Feb 19 '25 13:02 simonschoe

@simonschoe With the new INLINE group, we have partially solved this indeed. We will also extend the to_markdown to all DocItems gradually.

Feb 28 '25 11:02 PeterStaar-IBM

@PeterStaar-IBM will the new MarkdownTextSerializer (https://github.com/docling-project/docling-core/blob/b91e6c79b8bc72a6058f31c27bed5a0a60e40bf0/docling_core/experimental/serializer/markdown.py#L66-L120) soon be available as part of export_to_markdown functions for document items other than images or tables?
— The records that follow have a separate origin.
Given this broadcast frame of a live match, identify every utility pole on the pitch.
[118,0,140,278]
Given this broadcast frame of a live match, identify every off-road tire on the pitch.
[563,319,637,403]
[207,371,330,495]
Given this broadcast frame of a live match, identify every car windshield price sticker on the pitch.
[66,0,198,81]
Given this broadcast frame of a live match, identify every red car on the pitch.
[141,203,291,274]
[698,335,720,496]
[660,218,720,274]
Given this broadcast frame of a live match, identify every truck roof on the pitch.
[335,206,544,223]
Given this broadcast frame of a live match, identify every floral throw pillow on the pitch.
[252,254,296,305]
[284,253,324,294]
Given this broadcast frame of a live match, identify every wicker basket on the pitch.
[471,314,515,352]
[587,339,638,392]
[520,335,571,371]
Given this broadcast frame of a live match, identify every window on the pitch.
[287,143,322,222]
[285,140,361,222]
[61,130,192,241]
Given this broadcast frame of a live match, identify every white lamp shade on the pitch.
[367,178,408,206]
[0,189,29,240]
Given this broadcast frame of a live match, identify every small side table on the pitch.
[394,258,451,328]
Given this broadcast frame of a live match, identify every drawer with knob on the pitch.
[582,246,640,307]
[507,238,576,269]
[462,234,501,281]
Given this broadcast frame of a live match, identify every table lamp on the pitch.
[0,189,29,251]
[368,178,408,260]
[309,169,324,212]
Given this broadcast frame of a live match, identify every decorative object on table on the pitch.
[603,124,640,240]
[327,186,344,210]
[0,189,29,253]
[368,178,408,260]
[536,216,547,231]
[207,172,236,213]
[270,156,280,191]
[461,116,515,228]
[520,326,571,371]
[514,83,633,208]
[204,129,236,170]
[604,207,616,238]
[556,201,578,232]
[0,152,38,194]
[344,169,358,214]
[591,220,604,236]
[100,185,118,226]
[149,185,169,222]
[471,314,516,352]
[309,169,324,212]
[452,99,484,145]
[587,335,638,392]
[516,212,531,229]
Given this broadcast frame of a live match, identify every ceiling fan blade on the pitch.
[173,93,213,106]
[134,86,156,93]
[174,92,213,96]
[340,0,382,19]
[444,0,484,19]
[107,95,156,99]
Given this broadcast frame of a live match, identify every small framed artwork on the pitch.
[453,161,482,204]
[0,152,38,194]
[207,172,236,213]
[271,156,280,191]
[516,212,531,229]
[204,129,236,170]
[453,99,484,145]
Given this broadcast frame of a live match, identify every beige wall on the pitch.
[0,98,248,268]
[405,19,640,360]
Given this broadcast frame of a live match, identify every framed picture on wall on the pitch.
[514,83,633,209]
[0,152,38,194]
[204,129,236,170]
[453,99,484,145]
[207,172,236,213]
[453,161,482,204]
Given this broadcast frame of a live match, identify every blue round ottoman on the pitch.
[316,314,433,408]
Super looking forward to the feature!

Mar 30 '25 07:03 simonschoe

Hi @simonschoe

[!IMPORTANT]
The new Serialization API is currently in "beta" under docling_core.experimental.serializer, i.e.

the import package WILL change

the API MAY still slightly change

With that in mind, with the new Serialization API you can indeed instantiate the DocSerializer of your preference, e.g. the MarkdownDocSerializer, and call serialize(), passing the specific item you want to serialize (here).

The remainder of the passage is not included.